Mannose-6-phosphate
isomerase (3H1Y) from Salmonella
typhimurium is involved with glycolysis and gluconeogenesis. Mannose-6-phosphate isomerase is a monomer
which can be found in the cytoplasm of the cell. Under the phosphoglucose isomerase (PGI)
superfamily, mannose-6-phosphate isomerase (MPI) acts as an enzyme for
monosaccharide conversion. MPIs are
divided into two groups, type I and type II.
The mannose-6-phosphate isomerase bound to a substrate and metal atom is
classified as a type I MPI. The binding
of metal ions increases binding of the substrate to the active site.
The
isomerase catalyzes the interconversion of D-mannose-6-phosphate to D-fructose-6-phosphate,
an aldose and a ketose. (Wu) When fructose-6-phosphate
(F6P) is converted to mannose-6-phosphate (M6P), gluconeogenesis occurs and
glucose is generated; the resulting M6P can also act as a cellular identifier
for transport and membrane identification.

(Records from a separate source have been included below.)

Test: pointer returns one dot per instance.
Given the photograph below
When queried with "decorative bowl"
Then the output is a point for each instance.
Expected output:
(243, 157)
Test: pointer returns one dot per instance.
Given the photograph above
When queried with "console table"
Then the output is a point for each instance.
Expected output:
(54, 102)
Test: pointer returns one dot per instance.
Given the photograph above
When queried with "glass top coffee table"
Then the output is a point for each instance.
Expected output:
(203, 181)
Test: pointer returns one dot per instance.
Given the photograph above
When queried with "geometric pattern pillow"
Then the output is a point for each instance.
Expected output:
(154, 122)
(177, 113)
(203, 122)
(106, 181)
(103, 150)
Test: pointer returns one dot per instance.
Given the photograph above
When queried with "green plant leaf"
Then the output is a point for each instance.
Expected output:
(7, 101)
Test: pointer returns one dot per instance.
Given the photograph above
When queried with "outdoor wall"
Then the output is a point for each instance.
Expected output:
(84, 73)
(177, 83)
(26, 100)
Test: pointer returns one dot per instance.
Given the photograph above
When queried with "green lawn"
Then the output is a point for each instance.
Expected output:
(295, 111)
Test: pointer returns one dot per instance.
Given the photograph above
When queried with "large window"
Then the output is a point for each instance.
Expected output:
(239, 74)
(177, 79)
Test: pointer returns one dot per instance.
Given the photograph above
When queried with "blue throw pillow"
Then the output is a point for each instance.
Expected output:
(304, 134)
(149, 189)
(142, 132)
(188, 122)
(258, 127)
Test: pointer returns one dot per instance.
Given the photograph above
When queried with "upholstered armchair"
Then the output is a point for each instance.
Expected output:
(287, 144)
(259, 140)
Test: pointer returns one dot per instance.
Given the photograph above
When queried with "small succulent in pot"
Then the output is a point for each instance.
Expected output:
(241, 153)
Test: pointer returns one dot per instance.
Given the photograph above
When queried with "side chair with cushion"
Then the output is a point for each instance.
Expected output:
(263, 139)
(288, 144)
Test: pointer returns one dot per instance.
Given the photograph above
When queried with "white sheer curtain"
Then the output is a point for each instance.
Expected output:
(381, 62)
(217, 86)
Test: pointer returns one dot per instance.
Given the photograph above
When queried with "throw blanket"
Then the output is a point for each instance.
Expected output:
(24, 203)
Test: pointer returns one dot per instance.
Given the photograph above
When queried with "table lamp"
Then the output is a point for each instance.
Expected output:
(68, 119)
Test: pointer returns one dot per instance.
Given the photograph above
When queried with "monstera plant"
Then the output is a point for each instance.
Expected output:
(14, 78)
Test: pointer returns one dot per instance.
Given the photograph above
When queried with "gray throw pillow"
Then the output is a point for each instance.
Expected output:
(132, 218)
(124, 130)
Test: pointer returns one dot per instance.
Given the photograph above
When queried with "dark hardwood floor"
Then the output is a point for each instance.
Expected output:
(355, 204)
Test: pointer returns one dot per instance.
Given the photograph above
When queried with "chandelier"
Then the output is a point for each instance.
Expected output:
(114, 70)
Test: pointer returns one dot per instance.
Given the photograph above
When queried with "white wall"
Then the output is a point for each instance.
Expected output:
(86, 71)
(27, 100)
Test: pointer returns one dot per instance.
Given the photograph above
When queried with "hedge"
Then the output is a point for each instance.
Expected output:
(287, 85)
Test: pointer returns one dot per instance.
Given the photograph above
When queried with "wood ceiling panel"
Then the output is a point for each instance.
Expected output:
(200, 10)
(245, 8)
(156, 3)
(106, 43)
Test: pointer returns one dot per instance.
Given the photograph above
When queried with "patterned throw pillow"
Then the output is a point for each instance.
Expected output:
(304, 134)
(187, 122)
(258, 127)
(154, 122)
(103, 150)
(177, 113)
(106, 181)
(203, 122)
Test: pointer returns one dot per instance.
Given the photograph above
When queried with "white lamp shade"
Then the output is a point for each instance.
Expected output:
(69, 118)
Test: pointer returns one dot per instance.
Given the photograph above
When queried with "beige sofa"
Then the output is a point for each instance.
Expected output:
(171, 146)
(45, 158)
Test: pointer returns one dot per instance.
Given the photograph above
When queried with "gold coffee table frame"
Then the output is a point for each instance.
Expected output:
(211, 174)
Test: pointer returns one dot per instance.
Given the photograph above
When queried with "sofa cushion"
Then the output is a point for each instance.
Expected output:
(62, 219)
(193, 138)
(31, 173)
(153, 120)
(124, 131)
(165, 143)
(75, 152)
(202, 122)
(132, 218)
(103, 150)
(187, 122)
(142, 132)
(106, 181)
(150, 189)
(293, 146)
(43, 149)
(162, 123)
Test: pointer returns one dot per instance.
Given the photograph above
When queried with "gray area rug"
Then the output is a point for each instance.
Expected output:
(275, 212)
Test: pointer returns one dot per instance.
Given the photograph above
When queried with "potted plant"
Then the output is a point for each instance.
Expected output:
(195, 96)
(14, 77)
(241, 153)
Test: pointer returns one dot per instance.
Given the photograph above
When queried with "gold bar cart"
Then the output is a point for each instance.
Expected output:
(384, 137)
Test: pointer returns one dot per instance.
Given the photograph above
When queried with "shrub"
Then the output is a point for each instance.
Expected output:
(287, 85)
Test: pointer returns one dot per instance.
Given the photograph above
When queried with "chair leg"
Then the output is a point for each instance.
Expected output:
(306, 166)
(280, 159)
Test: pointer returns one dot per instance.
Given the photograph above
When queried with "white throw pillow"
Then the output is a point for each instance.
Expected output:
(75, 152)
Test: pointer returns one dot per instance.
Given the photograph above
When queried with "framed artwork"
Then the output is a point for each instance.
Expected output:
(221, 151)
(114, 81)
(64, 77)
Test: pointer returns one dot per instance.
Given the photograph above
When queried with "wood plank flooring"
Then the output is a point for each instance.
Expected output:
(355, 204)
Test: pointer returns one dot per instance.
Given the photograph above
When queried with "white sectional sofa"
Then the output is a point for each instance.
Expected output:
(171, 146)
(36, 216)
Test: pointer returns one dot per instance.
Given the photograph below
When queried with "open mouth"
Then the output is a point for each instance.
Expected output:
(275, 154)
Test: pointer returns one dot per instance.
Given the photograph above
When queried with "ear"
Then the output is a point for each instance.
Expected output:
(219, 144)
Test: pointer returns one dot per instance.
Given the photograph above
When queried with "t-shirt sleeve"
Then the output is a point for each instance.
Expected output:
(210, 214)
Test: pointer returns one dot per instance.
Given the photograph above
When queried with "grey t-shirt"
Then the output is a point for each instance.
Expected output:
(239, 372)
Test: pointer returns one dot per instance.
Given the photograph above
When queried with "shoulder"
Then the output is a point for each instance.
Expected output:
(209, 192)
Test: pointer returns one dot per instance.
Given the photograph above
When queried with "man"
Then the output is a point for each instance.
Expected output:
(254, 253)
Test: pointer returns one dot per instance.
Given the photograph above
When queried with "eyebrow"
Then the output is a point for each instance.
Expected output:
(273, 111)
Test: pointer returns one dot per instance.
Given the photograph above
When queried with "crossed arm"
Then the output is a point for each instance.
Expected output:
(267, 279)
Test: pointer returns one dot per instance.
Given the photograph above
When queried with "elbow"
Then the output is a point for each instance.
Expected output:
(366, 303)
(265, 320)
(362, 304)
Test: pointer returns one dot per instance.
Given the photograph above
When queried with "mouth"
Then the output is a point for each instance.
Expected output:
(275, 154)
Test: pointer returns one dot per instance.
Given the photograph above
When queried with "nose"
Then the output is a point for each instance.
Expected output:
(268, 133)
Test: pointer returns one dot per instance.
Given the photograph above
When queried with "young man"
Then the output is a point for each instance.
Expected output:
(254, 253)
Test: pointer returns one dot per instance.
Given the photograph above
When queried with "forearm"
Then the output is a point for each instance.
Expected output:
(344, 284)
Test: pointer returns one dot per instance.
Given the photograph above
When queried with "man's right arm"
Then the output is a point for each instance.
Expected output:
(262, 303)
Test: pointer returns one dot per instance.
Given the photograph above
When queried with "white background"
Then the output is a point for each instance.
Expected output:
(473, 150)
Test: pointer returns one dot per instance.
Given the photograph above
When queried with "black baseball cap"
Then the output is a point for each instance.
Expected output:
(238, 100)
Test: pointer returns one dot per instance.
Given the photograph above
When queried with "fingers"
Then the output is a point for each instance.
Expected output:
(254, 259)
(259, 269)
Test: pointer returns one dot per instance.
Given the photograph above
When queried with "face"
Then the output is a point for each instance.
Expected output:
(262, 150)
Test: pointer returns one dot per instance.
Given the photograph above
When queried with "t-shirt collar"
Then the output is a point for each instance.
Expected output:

When the reverse occurs, the isomerase
prepares fructose-6-phosphate for glycolysis.
Along with the conversions, the ring is opened and closed throughout the
reaction. His99 and Asp270 may catalyze
the ring opening step. The isomerization
occurs due to acid/base catalysis with proton transfer between the first C
atoms of the substrate. MPI first binds
by coordination to zinc; it’s electrophilic nature results in the transfer of
the carbonyl oxygen double bond. As the
enzyme, zinc stabilizes the intermediate through charge neutralization. The
zinc coordinates with the ligand carbonyl and hydroxyl oxygens on C-1 and C-2
to form the transient enediol intermediate.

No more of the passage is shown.